AWS Containers #8: Setting up a Service

In this post we’ll look at setting up an ECS Service. A service is just a persistent set of tasks running on a cluster.

Our existing task includes both a Selenium container and a crawler container. However, the Selenium container is a bit of a bottle neck since it takes a little while to spin up. Also, if we had a number of crawlers, each of which using Selenium, then this approach would require multiple Selenium containers. That seems extravagant.

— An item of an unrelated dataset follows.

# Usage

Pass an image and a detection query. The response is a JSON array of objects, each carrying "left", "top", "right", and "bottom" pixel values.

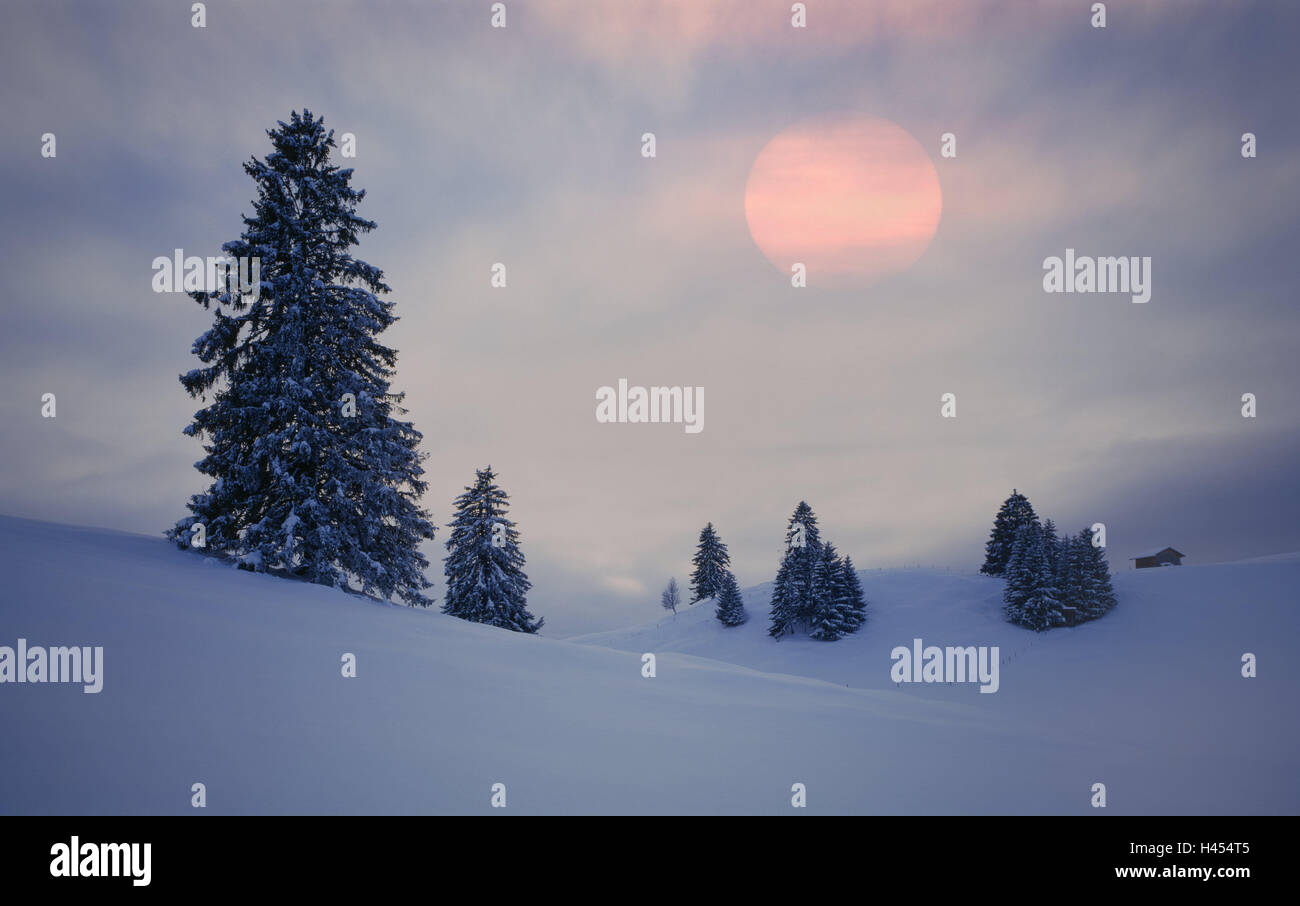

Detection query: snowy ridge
[{"left": 0, "top": 517, "right": 1300, "bottom": 814}]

A better design might be to have a single Selenium container which runs continuously and to which crawlers connect as required. We need a Selenium service.

Create a Selenium Task 

Create a task definition which contains only a Selenium container. You can do this via the AWS console. A configuration JSON is included below for reference. 🚨 To create a robust Selenium service I’ve allocated 2 Gib (2048 MiB) and 0.5 vCPU (512 CPU units) for this task. This should ensure that it’s able to handle a reasonable load. If the service tends to fall over, increase the memory and/or CPU allocation.

The task definition JSON below has been abridged and edited for clarity.

{
  "family": "selenium",
  "revision": 2,
  "status": "ACTIVE",
  "cpu": "512",
  "memory": "2048",
  "networkMode": "awsvpc",
  "volumes": [],
  "containerDefinitions": [
    {
      "image": "selenium/standalone-chrome:3.141",
      "name": "selenium",
      "logConfiguration": {
        "options": {
          "awslogs-group": "/ecs/selenium"
        }
      },
      "portMappings": [
        {
          "hostPort": 4444,
          "protocol": "tcp",
          "containerPort": 4444
        }
      ],
      "environment": [
        {
          "name": "SE_OPTS",
          "value": "-sessionTimeout 3600"
        },
      "healthCheck": {
        "command": [
          "CMD-SHELL",
          "curl -f http://localhost:4444/ || exit 1"
        ],
        "timeout": 2,
        "interval": 5,
        "retries": 3
      }
    }
  ]
}

Create a Selenium Service 

  1. Login to AWS and go to the ECS Dashboard.
  2. Click on the link for a cluster.
  3. Select the Services tab (this is the default) and press the .
  4. Configure the service.
    • Select the Fargate launch type.
    • Choose the previously created Selenium task as the task definition family.
    • Specify a service name and the number of tasks (just 1 for the moment).
    • You can also tweak the capacity provider strategy. A capacity provider strategy specifies how tasks are distributed across a cluster’s capacity providers. You can either use the default strategy or click on Switch to capacity provider strategy to specify another strategy. These are the options:
      • FARGATE
      • FARGATE_SPOT — A more cost effective strategy which uses spare compute capacity to run “interruption tolerant” tasks which may occasionally be stopped.
    • Press the button.
  5. Configure the network.
    • Choose a cluster VPC and select all subnets.
    • If you want the service to have a public IP then enable it. This will ensure that a public IP address is assigned to each task launched by this service.
    • Edit the security group and allow all inbound traffic. You could be more specific, but this will do for the moment. 🚨 This is very important. If you don’t permit inbound access (at least on the required ports) then this task will be unreachable.
    • Check the Enable service discovery integration box.
      • If you have an existing Route 53 namespace, choose that, otherwise select the option to create a new private namespace.
      • Choose a service discovery name.
      • Specify A as the DNS record type and 60 seconds as the DNS TTL.
    • Press the button.
  6. Set auto scaling.
    • Press the button.
  7. Review.
    • Press the button.

It might take a few moments to create the service.

Press the button.

Find the Service Discovery Endpoint 

You’ll need to find the service discovery endpoint. Go back to the cluster view and select the Services tab. Click on the link to the service. Select the Details tab. The service discovery endpoint will be listed. It might be something like selenium.datawookie.dev.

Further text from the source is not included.